Ces procédures sur dossier et le fait que très peu de concours au Canada comportent des dispositifs réservés aux jeunes professionnels comme en Europe, par exemple, sont des inégalités selon M. Chupin. « Si on regarde les choses sur le plan strictement légal, c’est injuste parce que ces gens sont diplômés, ils ont fait leurs stages et, en général, ils ont passé un examen professionnel qui atteste de leur niveau de compétence, explique-t-il. On n’a pas le droit de dire “puisqu’ils sont jeunes, il y a un risque à les recruter”.»
L’étudiante à la maîtrise en architecture et agente de recherche au CRC Camille Lefebvre exprime la même réalité. « Actuellement, le problème est que c’est toujours les mêmes firmes établies qui gagnent les concours, déplore-t-elle. Les jeunes firmes ne peuvent pas être sélectionnées puisqu’elles n’ont pas eu la chance de construire quoi que ce soit ». Ce qui donne lieu à un cercle vicieux.
Concours d’idées
Avant de se lancer dans les concours professionnels, les jeunes architectes ont l’occasion de participer à plusieurs autres concours pour se former à la pratique lors de leurs études. Les charrettes, qui se déroulent sur une période plus courte, en sont des exemples. « Ça nous force à développer notre vision d’une pensée architecturale, croit Camille Lefebvre. C’est une occasion de gagner en indépendance, de tester nos capacités, nos connaissances et notre approche. » Cette vision, ils auront à l’exploiter aussi dans les concours professionnels.
Cela peut aussi être utile à moyen terme d’après Camille Crossman. « Gagner quelques charrettes ne veut pas dire qu’on va avoir plus de contrats plus tard, dit-elle. C’est plus pour le CV de l’étudiant quand il va chercher un stage ou pour obtenir des bourses à la sortie de l’école. »
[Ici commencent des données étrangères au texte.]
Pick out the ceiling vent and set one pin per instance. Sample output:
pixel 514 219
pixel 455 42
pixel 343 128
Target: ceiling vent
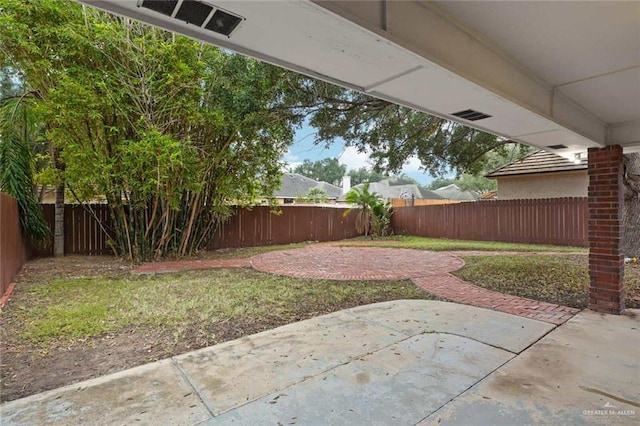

Ces concours d’idées peuvent mener dans des cas précis à la réalisation de projets selon Camille Crossman. « Le projet ne doit pas répondre aux lois auxquelles l’architecture est assujettie, explique-t-elle. Concrètement, ça veut dire des concours d’installations temporaires, d’aménagement paysager, de bâtiments de moins de 300?m2 , des mobiliers d’exposition. » Elle ajoute que, dans ces cas-là, les plans n’ont pas besoin d’être approuvés par des architectes. « Un concours multidisciplinaire qui exigerait qu’un étudiant s’associe avec un architecte pourrait être intéressant ! » s’exclame-t-elle.
Processus à revoir
Selon M. Chupin, les créateurs de concours sont au cœur de la problématique. « On est dans une sorte de zone grise où les organisateurs disent qu’ils ne sont pas obligés de mettre en place des concours et qu’ils ont le droit de choisir les meilleurs architectes », partage-t-il.
Le professeur estime que le concours est un dispositif général, avec des règlements et des modalités qui peuvent être ajustés. « On peut très bien avoir un concours de bibliothèque, faire une sélection de dossiers sur six équipes et déterminer que deux d’entre elles seront sélectionnées dans un bassin de jeunes architectes de façon anonyme par exemple », explique-t-il. Une autre possibilité serait la mise sur pied de plus de petits concours avec des budgets moindres. « Même un concours moyen est une brique de plus dans la qualité architecturale de nos espaces publics et collectifs », estime-t-il. Des solutions sont donc envisageables dans un contexte où, d’après Camille Lefebvre, il est nécessaire de se poser collectivement la question de l’accessibilité des jeunes architectes au marché du travail.